Which leads me to sustainable development in general. I view it as a uniting idea, capable of creating wealth, creating ecological room, creating economic diversification and resonating strongly with the Kiwi ethos. Certainly cows and tourism, alone, are not a future, precisely because those activities are not scaleable. There are now three dairy cows for every one that existed when I was in rural practice. If three cows are not a limit, four will be, or eight or some such number. Tourism is similarly not scaleable in New Zealand; the Galapagos effect will see to that at some point.

I define sustainability very simply. If we can’t do it forever then sooner than later we can’t do it at all. Mining national parks is a case in point. So is an energy strategy based on offshore oil and gas production. So is getting rid of public debt by selling public assets. These are all things that can be done but once. They are unsustainable by definition. Sustainable development is very strongly associated with technology. But also with design, with intellectual property, and sometimes with new business models. Whether it is applied to a further advance in some primary product, or whether it is headed in the direction of clean energy, or the creative sector, or weightless exports or whatever, sustainable development demands high skills.
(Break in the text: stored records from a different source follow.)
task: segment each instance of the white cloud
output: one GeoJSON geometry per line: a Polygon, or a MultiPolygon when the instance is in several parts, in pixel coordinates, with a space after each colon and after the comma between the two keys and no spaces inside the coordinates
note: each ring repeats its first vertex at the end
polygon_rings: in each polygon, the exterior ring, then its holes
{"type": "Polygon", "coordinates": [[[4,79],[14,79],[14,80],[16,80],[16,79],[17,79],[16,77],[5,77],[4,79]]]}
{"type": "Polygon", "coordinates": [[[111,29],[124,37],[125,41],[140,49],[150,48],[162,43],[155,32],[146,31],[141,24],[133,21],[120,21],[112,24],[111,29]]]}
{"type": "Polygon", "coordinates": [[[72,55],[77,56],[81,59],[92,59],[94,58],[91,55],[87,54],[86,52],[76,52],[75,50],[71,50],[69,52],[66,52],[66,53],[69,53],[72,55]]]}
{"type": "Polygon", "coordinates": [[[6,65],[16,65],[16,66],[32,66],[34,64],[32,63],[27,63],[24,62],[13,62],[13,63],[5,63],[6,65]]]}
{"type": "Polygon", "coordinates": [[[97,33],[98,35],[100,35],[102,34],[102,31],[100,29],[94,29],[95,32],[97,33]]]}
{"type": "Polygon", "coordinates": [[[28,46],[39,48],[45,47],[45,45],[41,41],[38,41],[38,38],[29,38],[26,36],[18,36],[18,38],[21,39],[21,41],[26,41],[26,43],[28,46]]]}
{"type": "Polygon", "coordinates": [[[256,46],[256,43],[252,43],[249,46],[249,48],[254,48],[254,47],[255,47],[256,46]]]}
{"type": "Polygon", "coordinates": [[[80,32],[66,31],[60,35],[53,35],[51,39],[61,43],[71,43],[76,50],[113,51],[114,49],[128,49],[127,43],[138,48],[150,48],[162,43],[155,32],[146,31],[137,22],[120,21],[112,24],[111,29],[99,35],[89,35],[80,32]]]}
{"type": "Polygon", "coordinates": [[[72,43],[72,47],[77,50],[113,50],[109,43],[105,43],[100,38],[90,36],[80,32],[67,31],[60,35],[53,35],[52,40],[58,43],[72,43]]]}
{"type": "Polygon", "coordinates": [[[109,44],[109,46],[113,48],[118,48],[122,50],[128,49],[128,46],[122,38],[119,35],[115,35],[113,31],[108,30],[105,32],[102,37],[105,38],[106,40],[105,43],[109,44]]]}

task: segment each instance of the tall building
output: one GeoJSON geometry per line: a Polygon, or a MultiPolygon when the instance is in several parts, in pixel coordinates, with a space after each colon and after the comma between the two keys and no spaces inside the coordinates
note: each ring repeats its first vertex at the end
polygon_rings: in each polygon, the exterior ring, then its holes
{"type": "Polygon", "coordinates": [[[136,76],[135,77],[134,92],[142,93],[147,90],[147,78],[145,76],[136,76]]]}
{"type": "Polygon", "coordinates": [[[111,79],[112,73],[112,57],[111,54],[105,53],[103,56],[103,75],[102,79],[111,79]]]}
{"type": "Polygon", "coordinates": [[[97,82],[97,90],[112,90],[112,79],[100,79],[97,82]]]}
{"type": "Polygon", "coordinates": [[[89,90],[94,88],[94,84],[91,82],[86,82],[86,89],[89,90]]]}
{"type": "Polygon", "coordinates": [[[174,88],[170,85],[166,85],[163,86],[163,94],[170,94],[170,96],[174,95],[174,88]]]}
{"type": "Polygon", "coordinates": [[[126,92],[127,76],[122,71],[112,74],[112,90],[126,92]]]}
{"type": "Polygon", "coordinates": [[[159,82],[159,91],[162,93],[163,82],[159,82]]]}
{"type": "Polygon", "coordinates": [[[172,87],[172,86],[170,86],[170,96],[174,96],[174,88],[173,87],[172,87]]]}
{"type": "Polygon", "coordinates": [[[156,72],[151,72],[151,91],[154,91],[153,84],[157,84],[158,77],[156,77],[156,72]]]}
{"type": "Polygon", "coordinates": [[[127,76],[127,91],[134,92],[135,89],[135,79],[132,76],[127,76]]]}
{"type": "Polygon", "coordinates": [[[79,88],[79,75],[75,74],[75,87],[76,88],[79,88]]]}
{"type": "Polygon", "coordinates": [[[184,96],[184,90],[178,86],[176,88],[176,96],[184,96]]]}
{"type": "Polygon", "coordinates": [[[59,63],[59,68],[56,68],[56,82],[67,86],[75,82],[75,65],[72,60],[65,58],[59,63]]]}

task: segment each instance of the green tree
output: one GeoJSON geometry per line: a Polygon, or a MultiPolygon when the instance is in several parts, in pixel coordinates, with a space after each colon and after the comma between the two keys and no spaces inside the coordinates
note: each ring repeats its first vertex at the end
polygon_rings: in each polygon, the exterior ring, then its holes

So it is a hi-tech, hi-skill future. Here is another observation. There is a strong association between private sector R & D investment, and exporting. An association is not a cause, and not all exporters research. But nearly all research intensive companies export. Look more closely and those same companies are likely to be developing sustainably. And usually very quickly.  So, policies such as cancelling the R & D tax credit make no sense to me. The government said they couldn’t afford it. Fair enough. But the very next year they lowered company tax from 30c to 28c, which cost even more. We must pay more attention to those firms that owe their existence, not to local domestic demand, but to some technology or some clever entrepreneur or both. Their sand pit is global not local. They usually export, they usually grow quickly, they usually pay high wages. They are the game changers. Not all firms are equal.

But sustainable development does not address the rich-poor gap. It is growing inexorably around the developed world, for many reasons. One is the tension between global salaries and local wages. More than one labour market is at play. I think our approach to poverty has just started to change. It has always been a social justice issue – poverty is unfair on the poor. I think it is now being viewed also as an issue of social dysfunction – poverty is bad for everyone. There are strong links between the rich-poor gap and many social ills – teenage pregnancy, obesity, violence – you name it. Research, including New Zealand research, is beginning to unravel the detail. Addressing poverty matters.

I think we have underused the minimum wage as a tool. We were the first nation in the world to regulate a minimum wage, back in 1894. Since then it has variously risen above two-thirds the average wage and fallen below the depths of irrelevancy. Currently it is a bit below half the average wage. If we are to reap the benefits of a relatively flexible labour market, we should also provide a bunch of civilised minima that endure. In New Zealand the debate is usually framed around the idea that raising the minimum wage will throw the low paid out of work altogether. Many crocodile tears are shed at that altar. But research suggests the opposite – that raising the minimum wage can stimulate local economies and reduce unemployment, though only slightly. The current chair of the Council of Economic Advisors to the US Presidency, Professor Alan Krueger, is one such researcher. He is a mainstream empirical researcher, dealing in the practical, not the theoretical.

I appreciate this House is some distance away from doing for the low paid what we have already done for superannuitants – establishing an agreed floor. But I will leave folk with the idea anyway.

They’ve all done well – but there is still lots to do.